Jugun Ianfu
Oleh: Dita
Anggita
"Apa
kau pernah mendengar tentang Jugun Ianfu?"
DEG!!
Aku bergeming mendengar pertanyaan Arkha. Darahku rasanya seperti berhenti
mengalir. Namun, detak jantung justru berpacu lebih cepat dari biasanya. Apa yang dia tanyakan?
"Ha?" mulutku tak mampu berkata-kata, lidahku pun rasanya kelu.
"Jugun
Ianfu Ev, itu lo budak seks tentara militer Jepang. Kalo tidak salah itu
terjadi saat Perang Dunia II. China, Korea, Malaysia bahkan Indonesia adalah
negara-negara korban Jugun Ianfu. Di Indonesia Jugun Ianfu terjadi saat mereka
datang untuk mengambil alih penjajahan Belanda tahun 1942, berarti itu sekitar 16 tahun yang
lalu."
"Kau
tahu Ev? Betapa mengerikannya mereka saat di usia belia harus menjadi pelayan
seks, apalagi dalam sehari mereka dipaksa melayani 5-6 orang. Bayangkan Ev 5-6 orang!
Bukan hanya penderitaan fisik mereka bisa saja terkena penyakit kelamin,
aku rasa psikis mereka juga pasti terguncang. Kalo mereka menolak, mereka
tidak segan-segan disiksa lalu digauli."
Ya! Aku tau Arkha! Aku tau itu!
"Bahkan
jika mereka hamil, tentara-tentara itu dengan entengnya malah membawa mereka
untuk menggugurkan kandungannya dan setelah itu mereka tetap digauli. Kalau
aku jadi mereka maksudnya jadi jugun ianfu itu Ev, aku lebih memilih mati!"

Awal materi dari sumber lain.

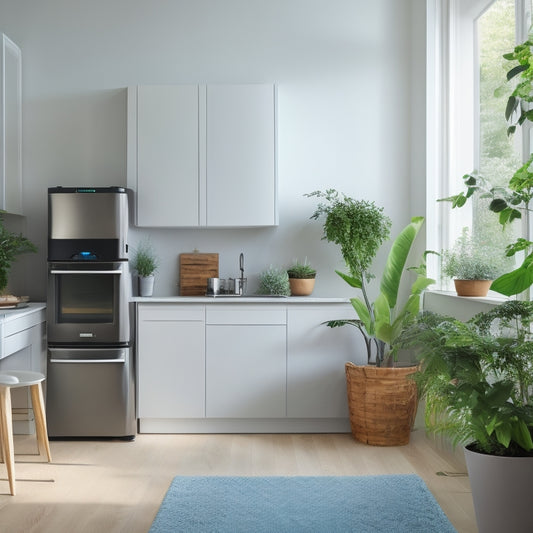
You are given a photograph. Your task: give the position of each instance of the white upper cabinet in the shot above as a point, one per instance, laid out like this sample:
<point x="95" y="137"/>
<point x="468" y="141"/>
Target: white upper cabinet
<point x="10" y="127"/>
<point x="164" y="154"/>
<point x="241" y="158"/>
<point x="203" y="155"/>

Nada suara Arkha berapi-api. Aku hanya meringis, mendengar penjelasan Arkha yang malah
membuatku ingin lari saja dari tempat ini. Ya, saat ini aku sedang berada disalah satu
kafe untuk makan malam bersama Arkha, calon suamiku. Usianya 2
tahun lebih tua dariku, aku 29 tahun sedang dia 31 tahun. Kami bertemu di
kantor swasta yang didirikan baru-baru ini di Jakarta.
"Kau
tahu Ev? Aku bersyukur kau tidak ditakdirkan untuk tinggal di Pulau Jawa, aku
takut kalau saja itu terjadi padamu," dia bergidik "kau tahu sendiri kalau kau itu
cantik" katanya sambil tersenyum.
Aku mencoba tersenyum dengan susah
payah, wajah dan tubuhku sudah terlanjur membeku dan mati rasa.
"Arkha?"
"Ya..?"
"Bagaimana jika kau tahu kalau sebenarnya
aku ini adalah seorang Jugun Ianfu?" aku berkata dengan volume suara yang begitu kecil. Aku sendiri sanksi apakah Arkha bisa mendengarnya atau tidak.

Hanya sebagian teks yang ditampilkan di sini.